Rapidly escalating medical costs, and a continuing inability to control them, as well as a general assessment that the federal government is apt to create a national health insurance system sooner or later, helped convince the company to sell all its group policies, they said.
They did not say that Allstate had been losing money on the policies, but they said future trends were not promising.
“We realistically don’t know if there’s any way you can control costs short of national health insurance,” Seiler said. He said it would have cost anywhere from $100 million to $300 million for Allstate to have established a HMO, a managed care program, and even that might not have worked to successfully control costs.
So, the executives explained, Allstate sold all its large group policies to Metropolitan Life Insurance Co. But, they said, Metropolitan was not interested in buying the 14,000 separate small group policies. Allstate was left with those.

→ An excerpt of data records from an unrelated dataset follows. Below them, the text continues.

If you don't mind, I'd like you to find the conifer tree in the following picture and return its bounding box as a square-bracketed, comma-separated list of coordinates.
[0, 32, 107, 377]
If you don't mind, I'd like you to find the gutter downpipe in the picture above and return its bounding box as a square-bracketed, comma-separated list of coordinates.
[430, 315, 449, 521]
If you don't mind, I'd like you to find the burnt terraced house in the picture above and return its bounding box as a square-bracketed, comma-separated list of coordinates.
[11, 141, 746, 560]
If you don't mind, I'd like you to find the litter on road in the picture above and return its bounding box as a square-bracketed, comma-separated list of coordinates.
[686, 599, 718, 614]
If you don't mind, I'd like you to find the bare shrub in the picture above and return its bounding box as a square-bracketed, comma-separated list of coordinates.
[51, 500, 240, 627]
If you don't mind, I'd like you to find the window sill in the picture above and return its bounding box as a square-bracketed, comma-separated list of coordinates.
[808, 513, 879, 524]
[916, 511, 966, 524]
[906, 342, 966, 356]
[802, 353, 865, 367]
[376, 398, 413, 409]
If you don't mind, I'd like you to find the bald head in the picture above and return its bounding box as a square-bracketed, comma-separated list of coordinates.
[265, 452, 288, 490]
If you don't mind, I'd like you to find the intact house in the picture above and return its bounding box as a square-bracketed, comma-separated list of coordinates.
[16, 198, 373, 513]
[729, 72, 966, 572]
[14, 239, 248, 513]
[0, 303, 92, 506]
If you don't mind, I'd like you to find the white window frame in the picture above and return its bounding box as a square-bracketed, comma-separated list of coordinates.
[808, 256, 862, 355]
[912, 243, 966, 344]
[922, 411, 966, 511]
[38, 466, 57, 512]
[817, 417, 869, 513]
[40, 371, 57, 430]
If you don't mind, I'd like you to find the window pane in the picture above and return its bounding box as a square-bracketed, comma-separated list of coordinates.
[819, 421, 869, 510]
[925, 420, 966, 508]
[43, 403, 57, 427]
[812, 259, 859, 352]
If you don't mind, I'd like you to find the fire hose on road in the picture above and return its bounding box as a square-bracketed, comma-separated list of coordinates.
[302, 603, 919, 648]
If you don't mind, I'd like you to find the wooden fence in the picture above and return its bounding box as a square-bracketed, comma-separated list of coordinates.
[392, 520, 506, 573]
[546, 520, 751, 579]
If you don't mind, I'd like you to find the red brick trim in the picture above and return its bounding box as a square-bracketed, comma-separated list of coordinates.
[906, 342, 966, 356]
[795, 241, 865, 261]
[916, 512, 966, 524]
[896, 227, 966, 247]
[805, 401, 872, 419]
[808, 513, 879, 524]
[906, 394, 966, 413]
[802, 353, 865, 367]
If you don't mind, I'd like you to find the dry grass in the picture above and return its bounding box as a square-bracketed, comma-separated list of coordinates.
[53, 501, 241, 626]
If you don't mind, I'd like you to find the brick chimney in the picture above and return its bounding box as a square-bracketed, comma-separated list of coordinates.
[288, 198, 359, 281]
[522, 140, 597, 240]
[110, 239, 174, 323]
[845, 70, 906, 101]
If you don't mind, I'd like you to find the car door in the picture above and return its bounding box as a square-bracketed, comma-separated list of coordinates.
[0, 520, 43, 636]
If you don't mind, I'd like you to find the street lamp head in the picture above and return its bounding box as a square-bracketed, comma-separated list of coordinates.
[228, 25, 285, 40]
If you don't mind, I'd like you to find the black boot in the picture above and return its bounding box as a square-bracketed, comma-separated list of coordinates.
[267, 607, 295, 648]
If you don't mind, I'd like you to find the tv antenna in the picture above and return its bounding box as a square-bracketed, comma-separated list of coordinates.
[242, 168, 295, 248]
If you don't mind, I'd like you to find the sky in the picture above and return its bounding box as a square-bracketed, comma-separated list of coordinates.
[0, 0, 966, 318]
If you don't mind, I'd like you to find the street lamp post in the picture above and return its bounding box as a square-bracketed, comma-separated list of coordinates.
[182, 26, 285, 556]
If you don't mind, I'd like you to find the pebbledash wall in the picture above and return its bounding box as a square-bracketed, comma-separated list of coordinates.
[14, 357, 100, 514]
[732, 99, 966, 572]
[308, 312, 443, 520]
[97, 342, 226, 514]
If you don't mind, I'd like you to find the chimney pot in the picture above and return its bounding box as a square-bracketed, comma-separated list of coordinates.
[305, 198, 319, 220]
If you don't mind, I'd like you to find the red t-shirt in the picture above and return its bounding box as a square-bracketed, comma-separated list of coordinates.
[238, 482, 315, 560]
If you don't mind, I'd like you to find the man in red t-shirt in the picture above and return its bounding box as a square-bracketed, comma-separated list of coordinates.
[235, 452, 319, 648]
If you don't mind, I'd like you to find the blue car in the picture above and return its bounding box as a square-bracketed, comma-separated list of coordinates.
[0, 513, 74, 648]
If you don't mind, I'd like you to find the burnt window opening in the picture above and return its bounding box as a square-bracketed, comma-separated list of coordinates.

“We decided to exit, terminate our (small group) contracts,” McPherson said. “And the law requires that you treat everybody the same.”
Sensitive, however, to the plight of Aul and other uninsurables, the Allstate officials said, they and other insurers have been supporting creation of an “uninsurables pool” under which a state or federal mechanism would spread the risk of insuring such people to the insurance industry as a whole.
“Sixteen states have authorized such pools,” McPherson said. “In California, the enabling legislation was introduced but not approved.”
In Sacramento, legislative consultants said that in 1986 and 1988 bills were actually passed that would have established such a pool, but that in both instances they were vetoed by Gov. George Deukmejian on grounds that the benefits were too extensive and could be a drain on state tax funds.
New legislation is pending this year and, this time, the consultants said, Deukmejian aides have suggested certain cost safeguards that, if adopted, would result in Deukmejian signing a bill creating such a pool.